View Full Version : C-87 Vs. B-24?

7th Oct 2003, 20:37
Dear All,

Just finished reading Earnest Gann's classic "Fate is the Hunter" (again)...

Anyway, in it he says that he was none to happy flying the C-87 indeed an evil bastard contraption, nothing like the relatively efficient B-24 ..He has many other not very complimentary things to say as well.

Here's the question? Were the two aeroplanes (airplanes if you prefer) that much different? Gann certainly says so in no uncertain terms, but in the official specs I can't find that much difference between the B-24D and the C-87, apart from the 25 seat for pax rather than a bomb load.

Rgds BEX

8th Oct 2003, 10:35
BEXIL160, I've got a magazine article stashed away somewhere that goes into some detail on the changes that were made to the B-24 to arrive at a C-87. I'll see if I can locate it. I seem to recall that there was some modification made to the engine superchargers that may have affected the performance, but I could be wrong on that.

8th Oct 2003, 15:52
Thanks, I'm very interesred in what made these two so different.
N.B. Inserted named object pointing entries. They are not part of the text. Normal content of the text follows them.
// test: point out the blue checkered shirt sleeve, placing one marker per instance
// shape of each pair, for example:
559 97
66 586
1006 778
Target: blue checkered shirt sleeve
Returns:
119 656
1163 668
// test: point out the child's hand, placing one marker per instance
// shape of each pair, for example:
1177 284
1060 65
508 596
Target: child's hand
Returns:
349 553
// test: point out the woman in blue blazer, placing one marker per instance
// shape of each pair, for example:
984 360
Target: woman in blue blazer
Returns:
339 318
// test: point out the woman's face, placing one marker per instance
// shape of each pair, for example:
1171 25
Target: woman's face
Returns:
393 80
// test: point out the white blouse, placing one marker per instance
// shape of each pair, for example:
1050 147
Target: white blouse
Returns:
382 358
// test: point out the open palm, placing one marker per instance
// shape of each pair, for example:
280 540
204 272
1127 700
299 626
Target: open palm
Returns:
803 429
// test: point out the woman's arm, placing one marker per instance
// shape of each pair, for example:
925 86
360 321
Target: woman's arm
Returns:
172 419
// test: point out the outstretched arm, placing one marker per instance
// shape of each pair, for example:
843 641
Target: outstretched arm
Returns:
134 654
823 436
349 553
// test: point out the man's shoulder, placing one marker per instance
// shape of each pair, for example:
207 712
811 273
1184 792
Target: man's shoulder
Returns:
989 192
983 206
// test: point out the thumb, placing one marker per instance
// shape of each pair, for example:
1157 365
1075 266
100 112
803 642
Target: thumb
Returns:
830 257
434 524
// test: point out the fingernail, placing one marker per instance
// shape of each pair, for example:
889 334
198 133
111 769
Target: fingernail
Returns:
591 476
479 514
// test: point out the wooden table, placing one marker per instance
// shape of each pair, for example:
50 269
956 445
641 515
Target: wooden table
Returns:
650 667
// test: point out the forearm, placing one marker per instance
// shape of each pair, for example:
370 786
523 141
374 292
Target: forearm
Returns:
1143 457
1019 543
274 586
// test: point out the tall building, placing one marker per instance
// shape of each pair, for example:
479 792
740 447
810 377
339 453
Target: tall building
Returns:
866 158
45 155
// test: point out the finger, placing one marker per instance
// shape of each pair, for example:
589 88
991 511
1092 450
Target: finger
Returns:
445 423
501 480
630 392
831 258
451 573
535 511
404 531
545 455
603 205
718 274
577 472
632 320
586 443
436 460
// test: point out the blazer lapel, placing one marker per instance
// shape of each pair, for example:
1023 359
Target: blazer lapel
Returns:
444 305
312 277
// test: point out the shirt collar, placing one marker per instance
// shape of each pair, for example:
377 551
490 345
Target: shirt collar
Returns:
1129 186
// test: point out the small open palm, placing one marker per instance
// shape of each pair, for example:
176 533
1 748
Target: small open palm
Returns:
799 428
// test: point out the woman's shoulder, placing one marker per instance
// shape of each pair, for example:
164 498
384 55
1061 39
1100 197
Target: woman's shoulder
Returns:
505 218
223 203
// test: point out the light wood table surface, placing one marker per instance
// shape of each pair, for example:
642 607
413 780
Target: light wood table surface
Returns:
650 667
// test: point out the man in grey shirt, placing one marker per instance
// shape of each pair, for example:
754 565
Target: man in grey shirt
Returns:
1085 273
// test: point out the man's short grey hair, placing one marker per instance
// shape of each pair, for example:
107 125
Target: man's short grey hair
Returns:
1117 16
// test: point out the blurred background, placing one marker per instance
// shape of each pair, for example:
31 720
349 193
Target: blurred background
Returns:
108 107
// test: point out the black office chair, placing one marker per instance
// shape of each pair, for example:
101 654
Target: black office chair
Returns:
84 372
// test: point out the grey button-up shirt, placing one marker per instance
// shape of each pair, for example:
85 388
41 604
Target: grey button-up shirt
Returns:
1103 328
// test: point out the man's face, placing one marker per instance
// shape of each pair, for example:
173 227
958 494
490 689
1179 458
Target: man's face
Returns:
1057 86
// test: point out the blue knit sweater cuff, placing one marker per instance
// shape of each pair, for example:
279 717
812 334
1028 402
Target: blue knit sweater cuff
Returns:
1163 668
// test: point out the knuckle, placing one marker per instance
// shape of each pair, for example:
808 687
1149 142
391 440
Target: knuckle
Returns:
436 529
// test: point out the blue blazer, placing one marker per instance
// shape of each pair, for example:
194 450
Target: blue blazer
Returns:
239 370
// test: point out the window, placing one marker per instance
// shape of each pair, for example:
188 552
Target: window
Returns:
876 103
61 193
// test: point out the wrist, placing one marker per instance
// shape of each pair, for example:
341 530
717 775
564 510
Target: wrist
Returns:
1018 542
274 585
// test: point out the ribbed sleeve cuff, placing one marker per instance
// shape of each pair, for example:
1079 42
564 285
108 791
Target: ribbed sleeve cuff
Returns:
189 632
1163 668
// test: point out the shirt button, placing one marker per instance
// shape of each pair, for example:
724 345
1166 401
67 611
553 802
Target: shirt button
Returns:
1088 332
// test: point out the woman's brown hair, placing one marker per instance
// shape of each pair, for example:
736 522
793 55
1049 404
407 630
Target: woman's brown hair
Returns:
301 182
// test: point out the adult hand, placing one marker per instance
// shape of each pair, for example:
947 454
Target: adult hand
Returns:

Gann does mention superchargers, but if that was the only thing making the C87 a "pig", why not just swop the engines for the same as in the B-24 (Engines weren't in that short suppy at the time)

Thanks again.

rgds BEX

10th Oct 2003, 05:13
Hello BEX.
Unfortunately all the information that I could find was an article in the Winter 2000 journal of the Canadian Aviation Historical Society. It describes the conversion from B-24 to C-87, but contains no real information on what would affect the flying qualities enough to make the aircraft a dog.
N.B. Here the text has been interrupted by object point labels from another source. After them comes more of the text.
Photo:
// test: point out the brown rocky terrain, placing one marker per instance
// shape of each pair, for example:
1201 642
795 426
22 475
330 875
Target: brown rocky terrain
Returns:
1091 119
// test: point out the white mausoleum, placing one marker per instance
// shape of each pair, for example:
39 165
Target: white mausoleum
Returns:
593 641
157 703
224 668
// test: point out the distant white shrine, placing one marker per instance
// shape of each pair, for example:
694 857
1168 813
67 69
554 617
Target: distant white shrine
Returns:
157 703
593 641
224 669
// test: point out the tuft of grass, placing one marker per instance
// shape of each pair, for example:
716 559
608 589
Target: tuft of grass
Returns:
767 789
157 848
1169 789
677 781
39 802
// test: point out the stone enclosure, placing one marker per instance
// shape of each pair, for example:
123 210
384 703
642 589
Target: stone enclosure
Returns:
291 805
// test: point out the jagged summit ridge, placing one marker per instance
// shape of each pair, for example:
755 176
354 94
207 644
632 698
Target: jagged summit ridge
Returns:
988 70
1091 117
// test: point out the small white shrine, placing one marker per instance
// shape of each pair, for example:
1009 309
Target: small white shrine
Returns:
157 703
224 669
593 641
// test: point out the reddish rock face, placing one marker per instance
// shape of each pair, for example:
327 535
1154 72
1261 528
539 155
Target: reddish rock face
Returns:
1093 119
The author does mention that the control cables had to be rerouted through the top of the aircraft. This could, I suppose, account for a certain amount of control sloppiness. Also, I believe the B-24 wing was an early version of a high aspect ratio, laminar flow airfoil. That type of wing performs better at altitude and not as well down low where most of the cargo flights operated. If indeed the engines were equipped with only a single stage supercharger, (no high blower) I can see why the performance left a lot to be desired. Of course this is pure speculation on my part. :D

You could try airtanker.com for more info. Up until July or August, I believe Hawkins and Powers operated a couple of PB4Y's, the US Navy single tail version of the B-24, in a firebomber role. Sadly, they lost one in an inflight structural failure along with the crew, and the second one has been grounded.

11th Oct 2003, 23:48
Thanks PigBoat, alll very much appreciated.....

The mystery continues....

Best rgds
BEX :ok:

12th Oct 2003, 18:14
I seem to remember reading somewhere that Hawkins & Powers took the P&W R-1830 out of their PB4Ys and replaced them with the more powerful Wright R-2600 (as used in the B-25 Mitchell).

13th Oct 2003, 21:16
There was also the C-109 fuel hauler, using the same airframe , 4*400 gallon fuel tanks were added in the bomb bay, a 102 gallon in the bombardiers compartment in the nose and 3 contoured metal tanks above the bomb bay for another 334 gallons. total of 4,500 usg of fuel (2500 of it could be non aviation) it was known as the C one-oh-boom for obvious reasons.

on the hump routes on average one a week burned at the end of the runway after failing to rotate or overrunning.

However (2 sides every story) the C-87 could reach 28-30,000 feet much higher than the C-47s and C-53s that had preceded it, and it also had guns to fight back against the jap fighters. (er though no trained gunners or gun maintainers)

all the above comes from a good book on the burma china hump.